Первым начал говорить посадник Михаил Федорович. Начал с упреков:
— Вы что ж мните, убив численника, Новгороду добрую службу служите? Нет, господа новгородцы, за одного численника их сотня явится, за сотню — тысяча, а там и тьма. У хана терпение не бездонное. Кончится. И тогда горе нам, и бедным и богатым, грядет.
— Но они же первые зачали! — крикнул кто-то из толпы.
— Нет! — перебил зычно посадник. — Их принудили сабли обнажить. Эх, вы, вояки, — в голосе посадника звучало презрение. — Сотней на одного накинулись. Позор вам! Слышите? Позор! Убивцы вы! И запомните: кто уличен будет в убийстве численника, тут же сам живота лишится. Слышите?
По толпе прошел ропот, непонятно какой — то ли осудительный, то ли одобрительный. И посадник объявил громко и раздельно:
— А теперь послушайте, что скажет вам посланец хана Касачик.
— Я прибыл к вам ханским велением, — начал Касачик, — дабы пересчитать вас и данью обложить. Но вы не хотите дать числа нам, да еще и убиваете моих людей. Вот отсюда, со степени, в последний раз спрашиваю: дадите число?
— Дади-им! — закричали новгородцы.
Но еще эхо крика этого не затухло меж церквей, как от краю, что к Торговой площади примыкал, донеслось противное:
— Не-ет числа-а…
Касачик вроде даже обрадовался этому, указал в ту сторону рукой.
— Слыхали? — спросил с издевкой. — Пока все в един голос не дадут числа, считать не буду. А ныне ж отъеду к хану и скажу о вашем непослушании. Сам приедет, сразу послушаетесь.
Касачик оскалился в недоброй ухмылке и пошел со степени.
И он действительно отъехал. На следующий день перед обедом с ужасным скрипом и визгом двинулись кибитки Касачика с Городища. Скрип их хорошо слышен был в Славенском конце.
— А ведь верно, отъехал этот десятиженец, — вздыхали новгородцы. — Будет беда.
— Прискрипит хан, наплачемся.
— И какому дурню «не-ет» орать было надобно?
Вслед за Касачиком и великий князь собрался отъезжать. Посадник, узнав об этом, приехал на Городище, отвел князя в сторону, попросил:
— Александр Ярославич, оставь мне сотню отроков своих. А?
— Что, на своих надежи нет?
— Сам ведаешь, свой на своего худо идет. А твоим отрокам все едино, кого бить. Вели им только меня слушать, и не успеешь до Твери доехать — согласятся все на число как миленькие. Все до единого.
— Ну гляди, Михаил Федорович, для такого дела оставлю тебе отроков. Если согласятся миром на число, шли за мной течца поспешного. Сам вернусь и Касачика уговорю.

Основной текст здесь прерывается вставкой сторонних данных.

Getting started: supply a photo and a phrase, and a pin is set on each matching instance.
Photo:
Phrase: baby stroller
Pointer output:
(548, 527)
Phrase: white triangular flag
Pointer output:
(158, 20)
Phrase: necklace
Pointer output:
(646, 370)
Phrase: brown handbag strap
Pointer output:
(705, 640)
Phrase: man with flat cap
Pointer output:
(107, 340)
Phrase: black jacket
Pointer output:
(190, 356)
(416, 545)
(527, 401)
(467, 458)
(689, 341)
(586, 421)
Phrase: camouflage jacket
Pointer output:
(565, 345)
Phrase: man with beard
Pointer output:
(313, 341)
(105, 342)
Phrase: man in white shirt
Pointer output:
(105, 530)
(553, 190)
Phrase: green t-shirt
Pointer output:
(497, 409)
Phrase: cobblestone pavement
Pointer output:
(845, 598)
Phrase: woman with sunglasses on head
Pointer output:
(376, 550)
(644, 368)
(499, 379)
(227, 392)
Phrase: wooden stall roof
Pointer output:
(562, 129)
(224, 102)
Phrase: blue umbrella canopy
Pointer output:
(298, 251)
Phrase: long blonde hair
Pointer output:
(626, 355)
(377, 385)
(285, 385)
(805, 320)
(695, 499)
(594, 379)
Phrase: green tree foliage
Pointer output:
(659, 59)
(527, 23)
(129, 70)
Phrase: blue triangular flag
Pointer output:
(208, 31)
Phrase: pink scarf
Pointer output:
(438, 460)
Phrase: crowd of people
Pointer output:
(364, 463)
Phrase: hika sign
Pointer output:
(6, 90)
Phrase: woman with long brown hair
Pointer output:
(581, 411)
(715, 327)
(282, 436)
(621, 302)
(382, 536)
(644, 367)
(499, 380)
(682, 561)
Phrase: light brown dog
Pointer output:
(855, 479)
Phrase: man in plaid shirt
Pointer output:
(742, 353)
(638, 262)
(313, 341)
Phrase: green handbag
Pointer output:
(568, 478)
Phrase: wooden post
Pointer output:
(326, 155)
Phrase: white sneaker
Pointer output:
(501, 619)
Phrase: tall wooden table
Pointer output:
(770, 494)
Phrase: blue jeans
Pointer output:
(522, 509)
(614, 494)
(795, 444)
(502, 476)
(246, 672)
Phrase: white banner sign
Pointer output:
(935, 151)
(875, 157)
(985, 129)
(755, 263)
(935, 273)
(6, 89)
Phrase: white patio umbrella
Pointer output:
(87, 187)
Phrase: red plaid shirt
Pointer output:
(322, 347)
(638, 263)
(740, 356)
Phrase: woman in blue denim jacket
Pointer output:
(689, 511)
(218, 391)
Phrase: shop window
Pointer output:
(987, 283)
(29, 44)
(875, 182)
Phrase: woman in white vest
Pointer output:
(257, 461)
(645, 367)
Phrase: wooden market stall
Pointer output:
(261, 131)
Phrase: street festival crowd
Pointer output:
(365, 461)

Александр не стал расспрашивать, как и чем думает посадник уломать новгородцев; он и сам не любил, когда у него перед серьезной ратью или делом каким кто-нибудь допытывался о его задумках и хитростях. Раз обещал посадник, значит, сделает. Человек он, слава богу, крутой и безбоязненный.

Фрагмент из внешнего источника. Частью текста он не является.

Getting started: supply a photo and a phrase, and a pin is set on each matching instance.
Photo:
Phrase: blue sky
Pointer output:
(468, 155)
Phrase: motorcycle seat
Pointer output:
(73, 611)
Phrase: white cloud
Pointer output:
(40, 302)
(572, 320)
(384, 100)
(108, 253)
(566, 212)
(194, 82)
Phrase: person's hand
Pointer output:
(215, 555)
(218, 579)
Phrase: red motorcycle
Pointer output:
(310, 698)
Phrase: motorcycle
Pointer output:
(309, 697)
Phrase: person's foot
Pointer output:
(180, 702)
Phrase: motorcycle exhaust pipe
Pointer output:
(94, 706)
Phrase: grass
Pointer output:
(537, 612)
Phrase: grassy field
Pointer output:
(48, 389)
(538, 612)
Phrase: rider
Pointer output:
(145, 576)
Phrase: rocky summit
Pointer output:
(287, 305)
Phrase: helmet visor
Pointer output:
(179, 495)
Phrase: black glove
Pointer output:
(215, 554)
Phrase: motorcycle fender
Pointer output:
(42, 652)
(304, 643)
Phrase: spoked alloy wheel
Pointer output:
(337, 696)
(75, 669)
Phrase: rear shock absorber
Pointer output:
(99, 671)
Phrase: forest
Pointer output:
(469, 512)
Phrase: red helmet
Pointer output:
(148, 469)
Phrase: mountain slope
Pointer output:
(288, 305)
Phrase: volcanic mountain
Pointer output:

Через день великий князь нагнал Касачика. Ехал тот не спеша, кибитки едва волочились по пням и кочкам. На ночь останавливались, пасли коней, варили сурпу, спали. Днем тоже делали остановки, особенно если попадалась хорошая луговина с доброй травой и близким водопоем.
Такая неспешная езда была на руку Александру. Он не стал обгонять Касачика, тем более что с часу на час ждал течца из Новгорода.
Даже ночью не спалось Александру Ярославичу, сидел у костра, прислушивался к ночным шорохам и писку мышей в траве. Ждал — вот послышится топот копыт. Течца не было.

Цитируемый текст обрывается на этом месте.